DULUTH, Minn. – Spring is beginning to take shape.
“Unless we get a lot of snow I don’t anticipate rebuilding it again this year,” Hunters Park Resident, Norman Boucher says.
This spells bad news for the hunters park neighborhood creation “Snowhenge.”
“By the end of the week I suspect it will be pretty much gone,” Boucher says.
During a winter when people may have been more isolated than normal, it provided an opportunity to get outside.
“I built to gather so that we could get friends over and people often spend time with,” Boucher says.
Even on the coldest of days.
“It was twenty degrees inside the shelter despite being seventeen below outside,” Boucher exclaims.

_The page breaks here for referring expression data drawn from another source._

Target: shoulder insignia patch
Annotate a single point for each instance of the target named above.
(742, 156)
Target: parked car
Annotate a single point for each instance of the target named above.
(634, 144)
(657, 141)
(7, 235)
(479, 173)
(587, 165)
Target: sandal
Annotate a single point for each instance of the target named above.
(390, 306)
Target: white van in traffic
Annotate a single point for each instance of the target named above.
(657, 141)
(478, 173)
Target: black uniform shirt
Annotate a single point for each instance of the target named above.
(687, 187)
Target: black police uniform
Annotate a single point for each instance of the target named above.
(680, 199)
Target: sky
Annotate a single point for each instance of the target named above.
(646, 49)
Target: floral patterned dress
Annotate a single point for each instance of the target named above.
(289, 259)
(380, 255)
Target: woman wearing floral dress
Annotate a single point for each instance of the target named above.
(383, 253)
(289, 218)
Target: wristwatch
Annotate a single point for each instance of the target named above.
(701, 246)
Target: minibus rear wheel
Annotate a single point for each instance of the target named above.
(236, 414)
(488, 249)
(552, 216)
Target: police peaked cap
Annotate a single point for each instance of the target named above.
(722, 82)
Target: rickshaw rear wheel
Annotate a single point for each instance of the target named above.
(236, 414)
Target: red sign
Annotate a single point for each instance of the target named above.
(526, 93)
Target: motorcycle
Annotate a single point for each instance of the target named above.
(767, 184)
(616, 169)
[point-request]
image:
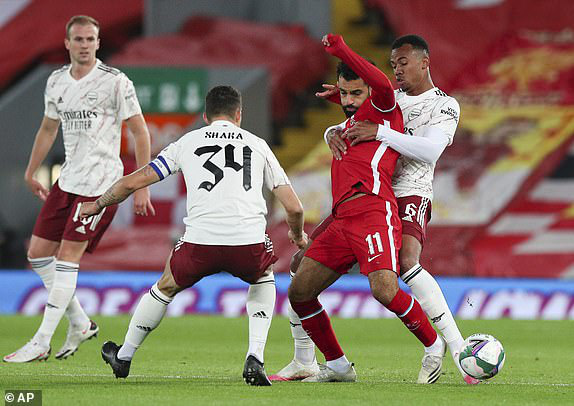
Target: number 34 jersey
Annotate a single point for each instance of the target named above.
(225, 169)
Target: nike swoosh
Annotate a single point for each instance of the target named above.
(371, 258)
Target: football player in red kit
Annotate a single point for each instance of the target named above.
(366, 228)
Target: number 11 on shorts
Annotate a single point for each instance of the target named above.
(377, 239)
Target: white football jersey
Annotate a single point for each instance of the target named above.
(431, 108)
(225, 169)
(91, 111)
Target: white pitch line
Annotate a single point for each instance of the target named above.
(230, 379)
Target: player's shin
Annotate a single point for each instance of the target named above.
(62, 291)
(45, 268)
(317, 324)
(428, 293)
(304, 346)
(147, 316)
(411, 314)
(260, 306)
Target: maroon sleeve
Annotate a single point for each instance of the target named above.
(383, 94)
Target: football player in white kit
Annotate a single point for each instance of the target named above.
(90, 100)
(225, 169)
(431, 118)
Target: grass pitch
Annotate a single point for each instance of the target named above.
(199, 360)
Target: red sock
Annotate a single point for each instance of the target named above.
(317, 324)
(411, 313)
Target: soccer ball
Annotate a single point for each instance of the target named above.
(481, 356)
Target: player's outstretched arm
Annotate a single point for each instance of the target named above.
(426, 148)
(295, 216)
(120, 190)
(138, 128)
(331, 93)
(45, 138)
(383, 93)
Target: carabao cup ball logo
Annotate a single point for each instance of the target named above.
(482, 356)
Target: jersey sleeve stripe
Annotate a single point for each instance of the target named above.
(162, 159)
(157, 170)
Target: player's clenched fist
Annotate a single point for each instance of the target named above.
(89, 209)
(300, 242)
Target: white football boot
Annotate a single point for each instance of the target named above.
(75, 337)
(296, 371)
(326, 374)
(32, 351)
(432, 365)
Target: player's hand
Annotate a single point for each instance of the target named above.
(89, 209)
(142, 203)
(301, 241)
(330, 91)
(336, 143)
(362, 131)
(37, 188)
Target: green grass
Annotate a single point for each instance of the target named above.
(198, 360)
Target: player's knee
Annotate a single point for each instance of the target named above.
(384, 286)
(297, 293)
(408, 261)
(168, 290)
(296, 261)
(167, 285)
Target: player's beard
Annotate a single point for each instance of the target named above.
(349, 111)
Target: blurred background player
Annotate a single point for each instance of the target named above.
(225, 169)
(91, 100)
(365, 226)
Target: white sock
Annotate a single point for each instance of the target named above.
(304, 346)
(340, 365)
(428, 293)
(45, 267)
(260, 306)
(64, 286)
(147, 316)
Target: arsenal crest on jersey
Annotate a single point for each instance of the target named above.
(92, 97)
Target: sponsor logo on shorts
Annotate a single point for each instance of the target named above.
(437, 318)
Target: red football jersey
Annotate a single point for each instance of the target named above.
(367, 166)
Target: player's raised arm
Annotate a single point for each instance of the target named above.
(120, 190)
(383, 94)
(45, 138)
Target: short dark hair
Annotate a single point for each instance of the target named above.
(347, 73)
(222, 100)
(81, 20)
(414, 40)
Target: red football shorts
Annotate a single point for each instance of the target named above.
(366, 230)
(415, 213)
(59, 219)
(191, 262)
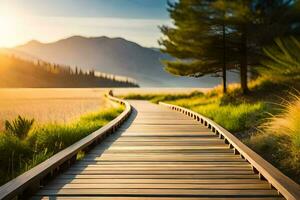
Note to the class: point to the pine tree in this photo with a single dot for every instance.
(209, 37)
(198, 40)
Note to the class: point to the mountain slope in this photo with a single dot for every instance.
(113, 55)
(20, 73)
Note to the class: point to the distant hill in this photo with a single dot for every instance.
(16, 72)
(114, 55)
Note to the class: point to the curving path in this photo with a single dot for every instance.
(160, 154)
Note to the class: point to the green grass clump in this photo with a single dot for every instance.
(19, 127)
(279, 139)
(233, 117)
(19, 154)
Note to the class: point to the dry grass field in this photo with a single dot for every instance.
(49, 105)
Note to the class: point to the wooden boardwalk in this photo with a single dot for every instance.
(159, 154)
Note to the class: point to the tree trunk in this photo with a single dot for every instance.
(244, 62)
(224, 61)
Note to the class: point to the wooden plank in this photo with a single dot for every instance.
(161, 192)
(160, 155)
(148, 198)
(155, 181)
(199, 186)
(159, 176)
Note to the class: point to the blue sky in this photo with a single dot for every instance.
(50, 20)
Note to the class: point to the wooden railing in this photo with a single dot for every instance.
(284, 185)
(32, 180)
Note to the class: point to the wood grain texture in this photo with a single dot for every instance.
(160, 154)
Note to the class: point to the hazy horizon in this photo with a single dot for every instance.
(49, 21)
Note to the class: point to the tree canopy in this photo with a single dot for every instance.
(212, 36)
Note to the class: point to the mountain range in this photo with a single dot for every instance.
(115, 56)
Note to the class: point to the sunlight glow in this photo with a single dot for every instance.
(9, 23)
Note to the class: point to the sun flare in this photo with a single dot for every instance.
(8, 30)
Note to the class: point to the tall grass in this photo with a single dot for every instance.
(20, 154)
(279, 139)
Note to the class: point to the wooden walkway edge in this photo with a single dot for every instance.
(161, 154)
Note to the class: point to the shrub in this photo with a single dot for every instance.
(19, 127)
(13, 153)
(279, 139)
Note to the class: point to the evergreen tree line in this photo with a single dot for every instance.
(16, 72)
(213, 36)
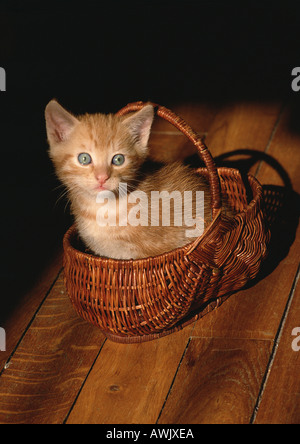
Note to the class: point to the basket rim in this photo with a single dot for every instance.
(186, 249)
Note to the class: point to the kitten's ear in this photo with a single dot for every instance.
(139, 124)
(59, 122)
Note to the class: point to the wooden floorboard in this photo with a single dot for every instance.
(235, 365)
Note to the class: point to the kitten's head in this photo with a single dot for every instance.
(95, 152)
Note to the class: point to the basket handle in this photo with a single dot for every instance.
(203, 151)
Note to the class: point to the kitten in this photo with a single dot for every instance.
(103, 162)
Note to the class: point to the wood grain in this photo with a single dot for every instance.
(217, 383)
(280, 403)
(42, 379)
(28, 305)
(129, 383)
(218, 370)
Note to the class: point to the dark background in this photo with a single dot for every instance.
(98, 56)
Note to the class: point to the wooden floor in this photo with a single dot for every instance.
(235, 365)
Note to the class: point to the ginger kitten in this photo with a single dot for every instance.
(123, 207)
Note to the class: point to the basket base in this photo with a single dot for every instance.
(215, 303)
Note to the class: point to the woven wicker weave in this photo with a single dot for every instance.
(141, 300)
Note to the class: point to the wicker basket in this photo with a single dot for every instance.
(141, 300)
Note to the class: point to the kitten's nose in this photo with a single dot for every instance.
(101, 178)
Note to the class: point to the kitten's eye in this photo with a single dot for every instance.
(84, 159)
(118, 159)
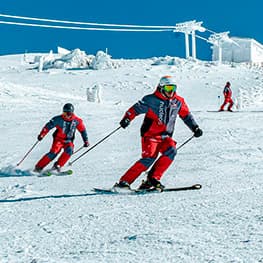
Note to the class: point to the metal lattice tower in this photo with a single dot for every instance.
(188, 28)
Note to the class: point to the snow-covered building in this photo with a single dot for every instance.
(240, 50)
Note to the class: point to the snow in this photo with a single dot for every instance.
(60, 219)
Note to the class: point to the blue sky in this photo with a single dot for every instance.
(241, 18)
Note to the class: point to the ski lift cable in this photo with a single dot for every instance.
(85, 28)
(83, 23)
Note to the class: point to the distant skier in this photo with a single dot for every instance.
(63, 137)
(161, 109)
(228, 98)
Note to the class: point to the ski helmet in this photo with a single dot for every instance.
(68, 107)
(167, 85)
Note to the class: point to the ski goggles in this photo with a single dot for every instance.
(169, 88)
(67, 114)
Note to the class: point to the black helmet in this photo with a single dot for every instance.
(68, 107)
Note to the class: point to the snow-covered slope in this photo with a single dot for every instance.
(60, 219)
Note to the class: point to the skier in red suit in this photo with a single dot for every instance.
(66, 125)
(228, 98)
(161, 109)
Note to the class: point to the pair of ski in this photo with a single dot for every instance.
(115, 190)
(51, 172)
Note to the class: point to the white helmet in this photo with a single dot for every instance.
(167, 80)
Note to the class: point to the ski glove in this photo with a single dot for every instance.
(40, 137)
(86, 144)
(125, 123)
(198, 132)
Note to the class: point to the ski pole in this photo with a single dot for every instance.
(78, 149)
(28, 152)
(188, 140)
(70, 163)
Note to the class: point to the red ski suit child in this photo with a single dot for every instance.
(228, 97)
(156, 133)
(63, 138)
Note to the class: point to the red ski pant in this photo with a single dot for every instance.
(226, 101)
(56, 147)
(151, 147)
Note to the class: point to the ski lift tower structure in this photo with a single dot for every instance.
(218, 39)
(188, 28)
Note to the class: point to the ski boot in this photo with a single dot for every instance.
(156, 184)
(122, 185)
(56, 167)
(37, 169)
(145, 185)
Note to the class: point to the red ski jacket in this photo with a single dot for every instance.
(65, 128)
(160, 114)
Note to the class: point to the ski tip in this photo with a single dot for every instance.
(197, 186)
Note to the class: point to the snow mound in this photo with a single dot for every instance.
(102, 61)
(75, 59)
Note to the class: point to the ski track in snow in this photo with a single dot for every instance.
(59, 219)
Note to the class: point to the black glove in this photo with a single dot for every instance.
(40, 137)
(198, 132)
(124, 122)
(86, 144)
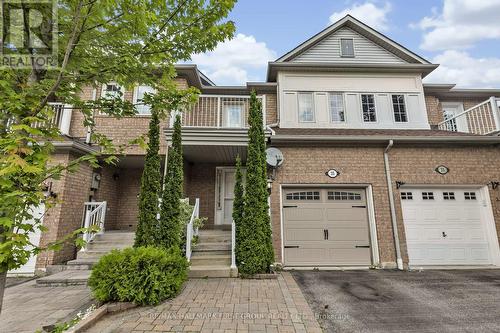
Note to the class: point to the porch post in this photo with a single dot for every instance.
(494, 110)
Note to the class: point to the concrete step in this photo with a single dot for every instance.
(211, 260)
(91, 254)
(65, 278)
(210, 246)
(81, 264)
(212, 272)
(210, 252)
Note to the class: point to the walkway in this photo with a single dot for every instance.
(222, 305)
(27, 307)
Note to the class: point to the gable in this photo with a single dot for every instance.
(365, 51)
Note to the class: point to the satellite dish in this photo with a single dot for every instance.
(274, 157)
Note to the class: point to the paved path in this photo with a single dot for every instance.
(27, 307)
(222, 305)
(393, 301)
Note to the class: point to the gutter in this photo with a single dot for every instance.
(399, 259)
(382, 139)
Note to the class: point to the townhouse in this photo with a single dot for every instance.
(374, 168)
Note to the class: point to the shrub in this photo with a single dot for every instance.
(143, 275)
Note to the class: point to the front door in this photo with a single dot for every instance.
(224, 195)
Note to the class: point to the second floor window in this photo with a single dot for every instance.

Creator Norman Boucher is confident that Snowhenge will be around again.
“I think my artistic, creative side made me wanna do something fun,” he says.
That creative side coming in the form of ceramics, a passion Boucher has held dear to him for many years.
“You can’t necessarily just pick it up when you’re 65 or pick it up when you retire,” Boucher says. “Because I think you have to sort of hold onto that and sort of fertilize it throughout your life and look forward to it.”
After switching gears and navigating a new career path, Boucher is well over a year into his retirement.
“Sometimes you can get a little lost when you retire if you don’t have other things you can do with your time.”
With no signs of slowing down and all the tools he needs to create even after Snowhenge is long gone.
Whether that’s a seven-foot tall snow fort or his love for pottery.
As Boucher closes the book on one of his beloved careers another story has opened to a fresh page.
“There’s always a sort of deep down desire to do exactly what you love. You tell your kids and you tell a lot of people and you say: It’s not about making money, it’s about doing what you love and being happy with what you are at the moment.”